Por esta altura, poucos anos depois da sua fundação, a Associação não só prestava assistência às pessoas pobres com diabetes, sem meios para adquirirem insulina, como a todas as pessoas com diabetes que procurassem os cuidados médicos da instituição.

Sentiu-se também a necessidade de informar a opinião pública sobre a doença e as formas de a prevenir bem como de fazer a prevenção das suas manifestações tardias.

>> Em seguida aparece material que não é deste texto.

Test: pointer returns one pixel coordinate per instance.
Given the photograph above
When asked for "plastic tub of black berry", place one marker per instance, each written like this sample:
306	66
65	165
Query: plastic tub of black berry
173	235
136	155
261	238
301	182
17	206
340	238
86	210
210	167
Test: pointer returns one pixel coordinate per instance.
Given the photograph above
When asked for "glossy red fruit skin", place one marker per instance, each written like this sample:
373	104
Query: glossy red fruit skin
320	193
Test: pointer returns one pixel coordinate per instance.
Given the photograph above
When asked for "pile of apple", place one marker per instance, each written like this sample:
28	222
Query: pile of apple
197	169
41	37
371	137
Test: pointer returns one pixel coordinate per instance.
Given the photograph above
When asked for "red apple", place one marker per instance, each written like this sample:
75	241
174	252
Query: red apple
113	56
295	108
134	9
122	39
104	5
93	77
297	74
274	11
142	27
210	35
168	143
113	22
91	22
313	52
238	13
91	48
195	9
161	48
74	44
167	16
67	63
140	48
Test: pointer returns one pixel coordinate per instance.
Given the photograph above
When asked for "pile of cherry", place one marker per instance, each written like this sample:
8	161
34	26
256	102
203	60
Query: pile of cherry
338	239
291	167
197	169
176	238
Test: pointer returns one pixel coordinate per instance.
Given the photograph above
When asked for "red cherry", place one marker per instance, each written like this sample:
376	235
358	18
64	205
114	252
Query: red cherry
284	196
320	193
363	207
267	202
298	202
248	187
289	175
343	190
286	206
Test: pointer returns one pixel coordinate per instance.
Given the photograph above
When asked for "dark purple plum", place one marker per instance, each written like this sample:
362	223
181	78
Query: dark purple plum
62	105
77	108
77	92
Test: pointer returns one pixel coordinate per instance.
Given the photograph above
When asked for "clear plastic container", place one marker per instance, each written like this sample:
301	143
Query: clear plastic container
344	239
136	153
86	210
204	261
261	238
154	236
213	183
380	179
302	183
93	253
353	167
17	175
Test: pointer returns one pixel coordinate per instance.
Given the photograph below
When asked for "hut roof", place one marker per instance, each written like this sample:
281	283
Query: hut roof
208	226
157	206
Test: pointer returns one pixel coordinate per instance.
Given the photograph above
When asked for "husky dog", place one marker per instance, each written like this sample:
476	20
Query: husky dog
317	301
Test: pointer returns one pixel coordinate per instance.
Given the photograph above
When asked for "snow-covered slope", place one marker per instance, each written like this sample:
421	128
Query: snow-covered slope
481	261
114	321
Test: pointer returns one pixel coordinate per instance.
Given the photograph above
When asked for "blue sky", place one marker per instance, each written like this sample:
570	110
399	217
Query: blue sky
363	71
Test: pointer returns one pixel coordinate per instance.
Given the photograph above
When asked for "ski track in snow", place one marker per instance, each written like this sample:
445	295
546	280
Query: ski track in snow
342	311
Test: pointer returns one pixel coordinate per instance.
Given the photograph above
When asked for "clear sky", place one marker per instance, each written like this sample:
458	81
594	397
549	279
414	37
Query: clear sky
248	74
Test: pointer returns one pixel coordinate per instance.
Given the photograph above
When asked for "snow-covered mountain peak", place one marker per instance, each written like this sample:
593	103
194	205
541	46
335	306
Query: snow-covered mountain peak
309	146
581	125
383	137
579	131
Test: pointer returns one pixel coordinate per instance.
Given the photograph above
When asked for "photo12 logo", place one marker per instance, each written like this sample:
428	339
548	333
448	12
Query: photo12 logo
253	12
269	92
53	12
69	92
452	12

Simultaneamente, alertava-se a população para a importância da integração das pessoas com diabetes, na sociedade, sem discriminações sociais e/ou profissionais.

Com estes objetivos deu-se à estampa em 1931 o primeiro Boletim da Associação, que desde então, com maior ou menor regularidade, tem levado a voz da APDP aos associados e à opinião pública. Chama-se hoje “DIABETES -Viver em Equilíbrio”.

Em 1931 o número de utentes assistidos na Associação rondava os 1.000. Este número eleva-se hoje a mais de 30.000. Sempre se notou uma correlação direta entre o aumento da doença em Portugal e o número de pessoas com diabetes inscritas na APDP.

Entre 1926 e 1973 a Associação foi-se desenvolvendo com maiores ou menores dificuldades, conhecendo diversas sedes, tendo inclusive passado por uma experiência de delegações em Coimbra e no Porto.

Em 1973 alterou o seu nome de Associação Protectora dos Diabéticos Pobres para um nome mais consentâneo com a verdadeira vocação da instituição, com a sua modernização e desenvolvimento e com a nova realidade do país: ASSOCIAÇÃO PROTECTORA DOS DIABÉTICOS DE PORTUGAL – PORTUGUESE DIABETES ASSOCIATION.

De uma Associação com fins essencialmente caritativos e filantrópicos, a APDP transformou-se numa instituição de saúde moderna, de referência, sendo simultaneamente uma Associação vocacionada para a defesa dos direitos das pessoas com diabetes e para uma correta integração das pessoas com diabetes na sociedade e uma clínica prestadora de cuidados médicos integrados e diferenciados, sem descurar os aspetos formativos e de investigação inerentes à excelência dos serviços prestados.

Museu da APDP

O Museu da APDP contém uma grande parte da história do século XX da saúde em Portugal em geral, e da diabetes em particular. Documentos no Museu incluem, por exemplo, os Estatutos da APDP desde a sua fundação, escritos de Ernesto Roma e cartas da última Rainha de Portugal, D. Amélia.

Está ainda em exibição uma coleção de equipamento e instrumentos usados para apoiar as pessoas com diabetes, mostrando a sua evolução histórica.